VOL. 126 | NO. 39 | Friday, February 25, 2011
NHOM Brings Housing Opportunities to Working Poor
By Aisling Maki
For more than two decades, Neighborhood Housing Opportunities Management Executive Director Howard Eddings and his team have worked to rebuild Memphis neighborhoods most plagued by urban decay, whose broken windows and overgrown lots have become familiar eyesores in the wake of the Great Recession.
But Eddings’ latest project in his native Orange Mound neighborhood – where more than a quarter of families live at or below the poverty level – may be the most personal endeavor of his career.
The street where Eddings lived as a child is now desolate. An ugly, vacant house decaying on its corner, owned by an out-of-town corporation, stands as a sad testament to the realities harbored in and enabled by the crumbling walls of urban blight. It was there that Eddings’ close childhood friend, addicted to crack, died of exposure.
“He was there weeks before people knew,” Eddings said. “I’ve gone in this house several times thinking that we need to take this house back for this community – either push it down or build it up so it can add value to this community.”
The City of Memphis has awarded Eddings’ Neighborhood Housing Opportunities Management, Inc., a community housing development organization, a half-million-dollar grant to build eight new 2- or 3-bedroom homes to provide safe, affordable housing options for working poor families with children.
The Orange Mound project is the latest installment of the program, which, in its 20-year history, has either built or rehabbed more than 300 family residences.
The NHO homes are under construction in Orange Mound, where the median household income is just over $21,000, according to the most recent census data.
The 38114 ZIP code is one of the city’s targeted areas for its Neighborhood Stabilization Program, which seeks to acquire properties to be rehabilitated for the purpose of reselling, renting or lease-purchasing in order to stabilize neighborhoods and control potential blight caused by foreclosures.
“They have been active in this area for a long time and have been excellent at what they do,” Robert Lipscomb, the city’s director of Housing and Community Development, said of NHO. “They also understand the connection between the enhancement of social service delivery, housing and employment.
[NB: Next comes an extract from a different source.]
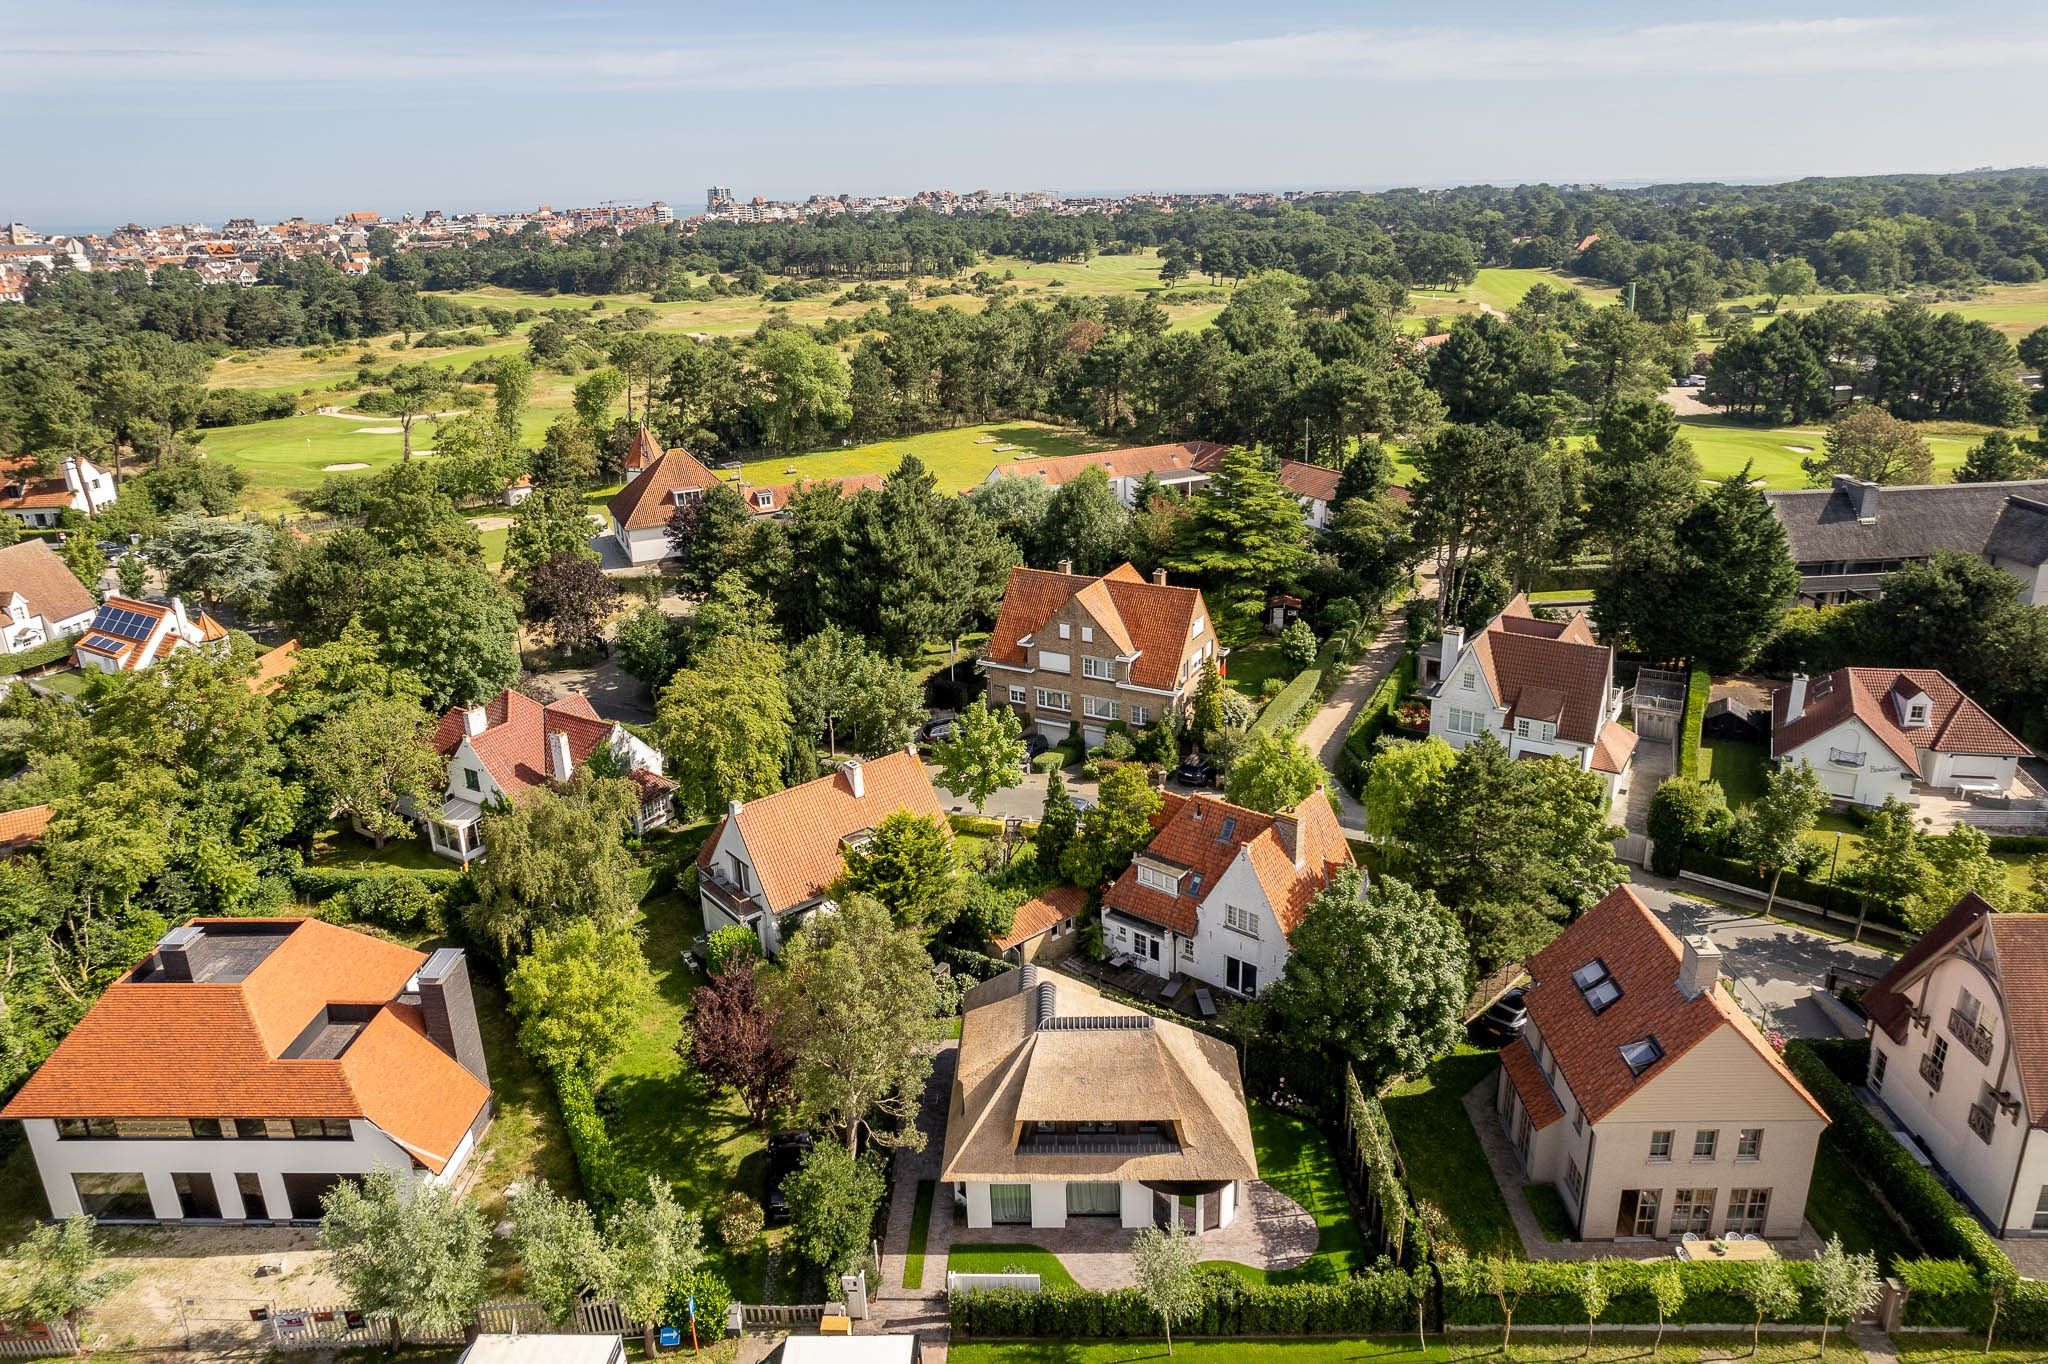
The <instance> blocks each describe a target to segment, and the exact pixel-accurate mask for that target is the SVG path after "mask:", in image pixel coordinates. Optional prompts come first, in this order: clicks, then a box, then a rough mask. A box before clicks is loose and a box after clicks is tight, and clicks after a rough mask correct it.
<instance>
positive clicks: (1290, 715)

They do great work.”
NHO – which operates under the umbrella of the Memphis Leadership Foundation, a non-denominational Christian ministry – was founded in 1989 to empower low-income families toward economic stability through the provisions of homeownership.
“The overarching goal was to move people towards homeownership and empower people economically through homeownership,” Eddings said.
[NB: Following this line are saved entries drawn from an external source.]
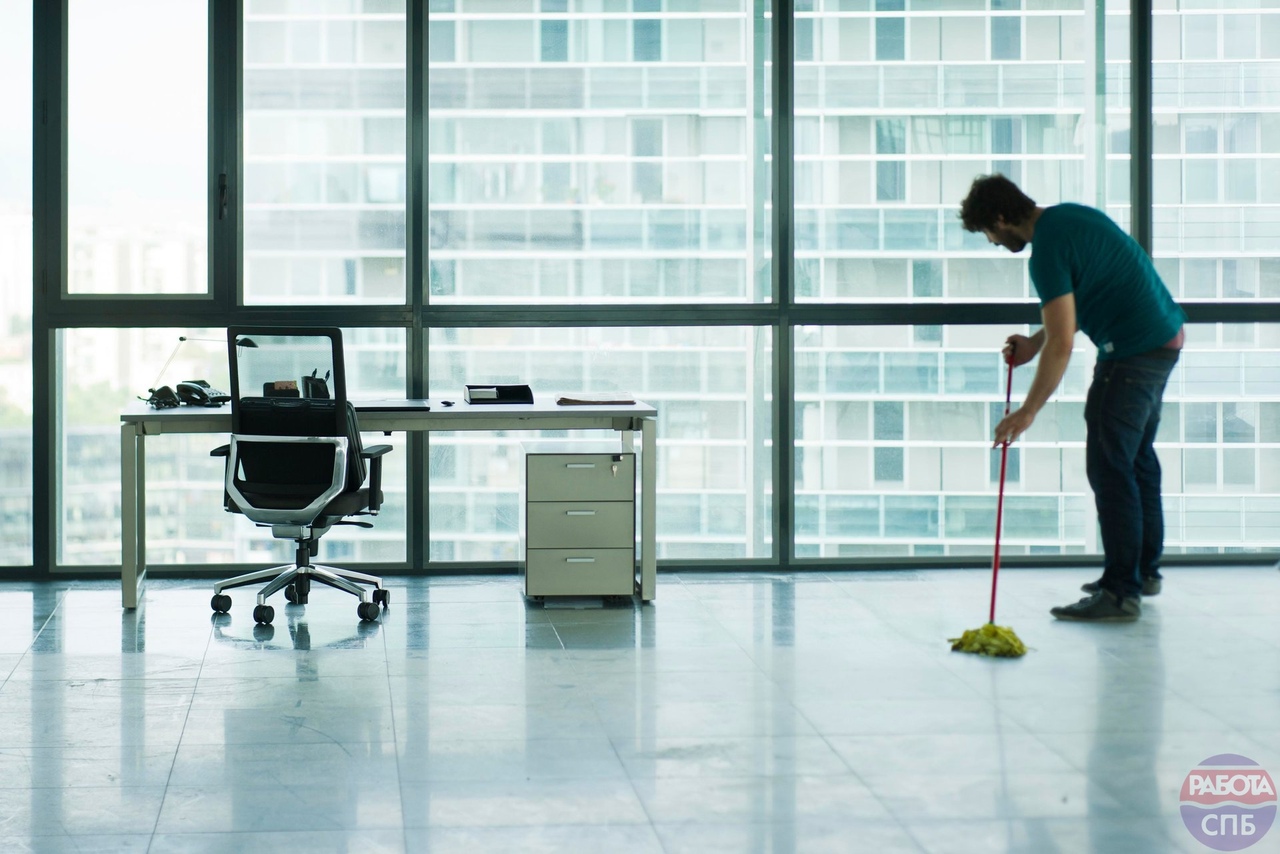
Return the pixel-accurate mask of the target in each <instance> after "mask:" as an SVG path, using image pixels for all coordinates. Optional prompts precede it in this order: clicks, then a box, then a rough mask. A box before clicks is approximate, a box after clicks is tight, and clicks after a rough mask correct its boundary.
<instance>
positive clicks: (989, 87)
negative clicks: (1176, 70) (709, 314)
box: [795, 0, 1240, 303]
mask: <svg viewBox="0 0 1280 854" xmlns="http://www.w3.org/2000/svg"><path fill="white" fill-rule="evenodd" d="M1023 5H1024V4H1018V3H992V4H989V8H987V6H986V5H984V4H980V3H979V4H974V3H972V0H936V1H931V3H929V4H928V8H927V9H925V8H924V6H915V8H911V6H904V5H902V4H900V3H896V4H895V3H888V4H886V3H876V4H872V3H860V4H840V3H824V4H820V6H819V4H814V9H815V10H814V12H806V13H797V14H799V15H800V19H803V20H805V22H808V23H810V24H812V27H808V28H805V29H804V31H801V29H800V28H797V31H796V32H797V40H799V38H800V37H801V33H805V35H804V38H805V40H809V41H812V44H813V49H812V52H813V61H812V63H799V64H797V68H796V78H795V100H796V127H795V155H796V182H795V205H796V210H795V222H796V257H795V275H796V297H797V300H801V301H818V302H822V301H850V302H854V301H858V302H872V301H884V302H896V303H900V302H940V301H951V302H954V301H982V302H989V301H1009V302H1020V301H1025V300H1028V298H1030V297H1032V293H1033V292H1032V291H1030V286H1029V282H1028V280H1027V277H1025V271H1024V269H1025V264H1024V262H1023V260H1021V259H1007V257H1002V259H1000V261H998V266H1004V270H1002V274H1001V275H997V277H996V278H995V279H987V278H978V277H974V275H973V269H974V268H973V264H974V261H975V259H974V255H975V254H978V255H982V256H989V257H992V259H997V257H998V256H997V252H1001V251H1002V250H993V248H991V247H989V246H987V242H986V239H984V238H983V237H982V234H968V233H966V232H964V229H963V228H961V227H960V223H959V220H957V218H956V213H957V207H959V202H960V200H961V198H963V197H964V196H965V193H966V192H968V189H969V184H970V182H972V181H973V179H974V177H977V175H978V174H987V173H992V172H1000V173H1004V174H1006V175H1007V177H1010V178H1011V179H1014V181H1015V182H1018V183H1019V184H1020V186H1021V187H1023V188H1024V189H1025V191H1027V192H1028V193H1029V195H1030V196H1032V197H1034V198H1036V200H1037V201H1038V202H1041V204H1044V205H1052V204H1057V202H1061V201H1075V202H1085V204H1091V205H1093V206H1097V207H1105V209H1106V210H1107V211H1108V213H1110V214H1111V215H1112V216H1114V218H1116V219H1117V222H1119V223H1120V224H1121V227H1125V228H1126V227H1128V209H1126V205H1128V193H1129V189H1128V174H1129V172H1128V156H1129V155H1128V92H1129V87H1128V85H1126V82H1125V79H1124V77H1125V74H1126V73H1128V72H1126V69H1128V65H1126V58H1128V44H1126V41H1125V38H1126V36H1125V33H1124V28H1125V27H1126V17H1128V14H1129V9H1128V3H1126V0H1120V1H1119V3H1116V1H1115V0H1114V1H1112V3H1110V4H1102V6H1103V8H1100V4H1098V3H1093V1H1092V0H1089V1H1087V0H1062V1H1060V3H1059V1H1055V3H1051V4H1048V5H1047V6H1039V8H1034V9H1029V10H1028V9H1023V8H1021V6H1023ZM904 8H905V9H906V12H908V13H913V12H914V14H909V15H908V17H905V18H904V17H896V15H886V14H884V13H886V12H895V10H896V9H904ZM1100 15H1101V18H1103V23H1102V26H1096V24H1094V19H1096V18H1097V17H1100ZM810 31H812V36H810V35H808V33H810ZM805 44H808V42H805ZM801 46H803V45H801V42H800V41H797V44H796V49H797V51H799V50H800V49H801ZM868 59H879V60H905V63H899V61H881V63H878V64H869V63H867V60H868ZM957 108H959V109H961V110H963V114H957V113H956V109H957ZM1239 181H1240V179H1236V183H1239ZM887 260H895V261H897V262H900V264H901V265H902V270H904V271H906V270H908V268H910V270H909V273H905V274H904V275H902V277H901V278H895V279H893V280H892V282H887V280H886V279H884V278H883V277H882V275H881V273H882V271H883V268H882V266H881V265H882V264H883V262H884V261H887Z"/></svg>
A decision to add rental units to the program prompted the formation of NHOM, the nonprofit subsidiary that manages the properties and pursues resources that leverage its ability to do so.
Approved families can lease a property from NHOM on an income-based sliding scale, while the organization works with them to encourage saving the difference in rent towards a down payment for the purchase of a home on the open market, or to repay debts and repair credit as needed to move closer to the ultimate goal of homeownership.
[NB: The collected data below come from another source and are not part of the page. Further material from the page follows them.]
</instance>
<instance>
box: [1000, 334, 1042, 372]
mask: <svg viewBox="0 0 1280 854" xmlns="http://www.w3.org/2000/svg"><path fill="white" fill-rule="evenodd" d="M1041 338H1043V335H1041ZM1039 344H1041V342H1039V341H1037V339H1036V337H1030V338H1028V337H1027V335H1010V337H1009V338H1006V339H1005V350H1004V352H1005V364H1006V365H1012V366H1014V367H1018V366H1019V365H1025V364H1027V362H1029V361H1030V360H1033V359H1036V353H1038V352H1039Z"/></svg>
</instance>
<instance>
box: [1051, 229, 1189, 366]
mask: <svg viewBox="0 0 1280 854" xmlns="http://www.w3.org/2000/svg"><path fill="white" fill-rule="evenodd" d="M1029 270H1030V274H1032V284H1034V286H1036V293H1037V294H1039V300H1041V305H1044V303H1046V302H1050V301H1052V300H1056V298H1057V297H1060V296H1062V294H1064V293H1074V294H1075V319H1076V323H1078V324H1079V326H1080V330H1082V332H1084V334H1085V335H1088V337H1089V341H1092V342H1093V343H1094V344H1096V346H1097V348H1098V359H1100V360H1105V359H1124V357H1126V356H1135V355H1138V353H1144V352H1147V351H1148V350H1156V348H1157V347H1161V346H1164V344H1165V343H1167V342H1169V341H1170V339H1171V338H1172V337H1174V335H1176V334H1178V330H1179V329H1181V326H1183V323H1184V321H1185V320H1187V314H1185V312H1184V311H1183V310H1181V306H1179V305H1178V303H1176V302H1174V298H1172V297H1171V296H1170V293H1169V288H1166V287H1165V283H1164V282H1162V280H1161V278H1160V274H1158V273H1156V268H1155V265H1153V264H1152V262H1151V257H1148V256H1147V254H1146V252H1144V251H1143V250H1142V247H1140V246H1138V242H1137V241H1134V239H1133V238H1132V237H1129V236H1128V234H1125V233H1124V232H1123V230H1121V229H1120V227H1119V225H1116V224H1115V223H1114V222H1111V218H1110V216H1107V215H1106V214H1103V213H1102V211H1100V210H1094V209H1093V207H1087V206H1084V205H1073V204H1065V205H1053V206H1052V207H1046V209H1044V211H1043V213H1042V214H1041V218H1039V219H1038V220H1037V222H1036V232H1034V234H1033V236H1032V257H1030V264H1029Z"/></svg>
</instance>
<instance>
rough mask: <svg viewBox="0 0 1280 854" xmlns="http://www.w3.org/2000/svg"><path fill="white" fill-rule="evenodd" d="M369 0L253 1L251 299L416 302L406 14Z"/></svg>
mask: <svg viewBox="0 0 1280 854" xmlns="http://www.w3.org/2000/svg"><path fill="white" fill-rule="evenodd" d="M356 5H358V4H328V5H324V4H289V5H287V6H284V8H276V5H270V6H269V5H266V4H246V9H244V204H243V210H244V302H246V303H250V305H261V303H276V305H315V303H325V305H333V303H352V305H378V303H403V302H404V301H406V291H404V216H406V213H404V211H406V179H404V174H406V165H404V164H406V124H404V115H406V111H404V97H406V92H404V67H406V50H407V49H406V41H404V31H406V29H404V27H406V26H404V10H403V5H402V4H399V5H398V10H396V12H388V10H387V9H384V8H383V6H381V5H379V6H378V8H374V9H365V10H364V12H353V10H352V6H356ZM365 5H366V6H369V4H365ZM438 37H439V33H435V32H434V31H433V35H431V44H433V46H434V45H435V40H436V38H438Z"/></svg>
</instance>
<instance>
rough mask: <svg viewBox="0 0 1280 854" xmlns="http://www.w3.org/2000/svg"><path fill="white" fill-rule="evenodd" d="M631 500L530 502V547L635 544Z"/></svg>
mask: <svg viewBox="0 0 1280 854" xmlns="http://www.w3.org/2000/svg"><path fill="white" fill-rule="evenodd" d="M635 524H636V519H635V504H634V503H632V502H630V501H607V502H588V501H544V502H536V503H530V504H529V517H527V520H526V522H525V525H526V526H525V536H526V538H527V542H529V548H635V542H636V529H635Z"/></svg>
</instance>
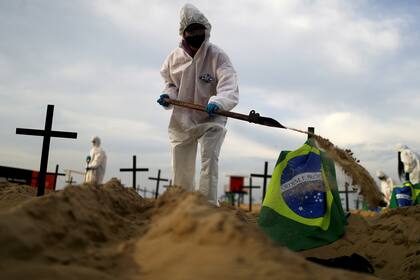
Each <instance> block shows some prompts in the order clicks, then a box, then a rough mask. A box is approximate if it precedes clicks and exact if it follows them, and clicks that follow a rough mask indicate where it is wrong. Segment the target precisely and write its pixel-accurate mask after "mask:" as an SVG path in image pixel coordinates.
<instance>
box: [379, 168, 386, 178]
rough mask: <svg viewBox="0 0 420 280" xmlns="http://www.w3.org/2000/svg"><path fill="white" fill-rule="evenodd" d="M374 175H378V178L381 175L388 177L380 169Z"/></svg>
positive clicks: (383, 172)
mask: <svg viewBox="0 0 420 280" xmlns="http://www.w3.org/2000/svg"><path fill="white" fill-rule="evenodd" d="M376 177H378V178H381V177H384V178H385V177H388V176H386V174H385V173H384V172H383V171H382V170H378V171H377V172H376Z"/></svg>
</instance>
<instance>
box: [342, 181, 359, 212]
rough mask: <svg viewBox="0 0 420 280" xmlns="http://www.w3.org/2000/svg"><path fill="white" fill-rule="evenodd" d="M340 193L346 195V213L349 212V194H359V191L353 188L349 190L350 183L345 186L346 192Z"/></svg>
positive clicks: (345, 185)
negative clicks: (342, 193) (341, 193)
mask: <svg viewBox="0 0 420 280" xmlns="http://www.w3.org/2000/svg"><path fill="white" fill-rule="evenodd" d="M338 193H344V194H345V199H346V211H347V212H349V193H357V190H356V189H354V188H353V190H351V191H350V190H349V183H347V182H346V183H345V184H344V191H338Z"/></svg>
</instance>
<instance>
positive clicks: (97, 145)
mask: <svg viewBox="0 0 420 280" xmlns="http://www.w3.org/2000/svg"><path fill="white" fill-rule="evenodd" d="M92 144H93V146H94V147H100V146H101V138H99V137H98V136H95V137H93V138H92Z"/></svg>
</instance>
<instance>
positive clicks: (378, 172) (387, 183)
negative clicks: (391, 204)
mask: <svg viewBox="0 0 420 280" xmlns="http://www.w3.org/2000/svg"><path fill="white" fill-rule="evenodd" d="M376 176H377V177H378V179H379V181H380V182H381V186H380V190H381V192H382V193H383V194H384V200H385V202H386V203H387V204H388V205H389V201H390V200H391V195H392V190H393V189H394V181H393V180H392V179H391V178H390V177H389V176H388V175H386V174H385V173H384V172H383V171H382V170H378V172H376Z"/></svg>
To purchase and rehab existing properties for interim housing and to fund the construction of new properties, NHOM partners with the city of Memphis, which uses federal funds to supplement the organization’s efforts.
Grants are distributed through a reimbursement process, and cash flow on the front end is derived from interest-free loans provided by local community partner entities that range from businesses to churches to foundations.
“The loans allow us to not go out and borrow the money at higher rates of interest, which drives up the cost of building the house and drives up the cost for us to rent to a lower-income family,” Eddings said.
The Orange Mound project is the latest installment of the program, which, in its 20-year history, has either built or rehabbed more than 300 family residences, primarily in Frayser, Raleigh and North Memphis.
And building new properties in struggling urban areas comes with its own set of challenges. Eddings said NHOM deals with frequent thefts involving new utility units, as well as the destruction of sheet rock to steal and sell copper tubing for quick cash.
But the payoff for NHOM’s efforts is evident in the success stories of families who’ve transitioned into the program from public housing to triumphantly attain freedom from debt, often to pursue higher education and realize the dream of homeownership.
Aquila Johnson and her family these past two years have experienced a better quality of life in their North Memphis home, acquired through the program.
“I like the community; all of us get along,” Johnson said. “There are no problems down here, shooting and all that – not in the area we’re in. All of us try to stick together and watch out for one another’s houses. It’s a good atmosphere for me and my children.”
The Daily News is a supporter of Neighborhood Housing Opportunities Management Inc.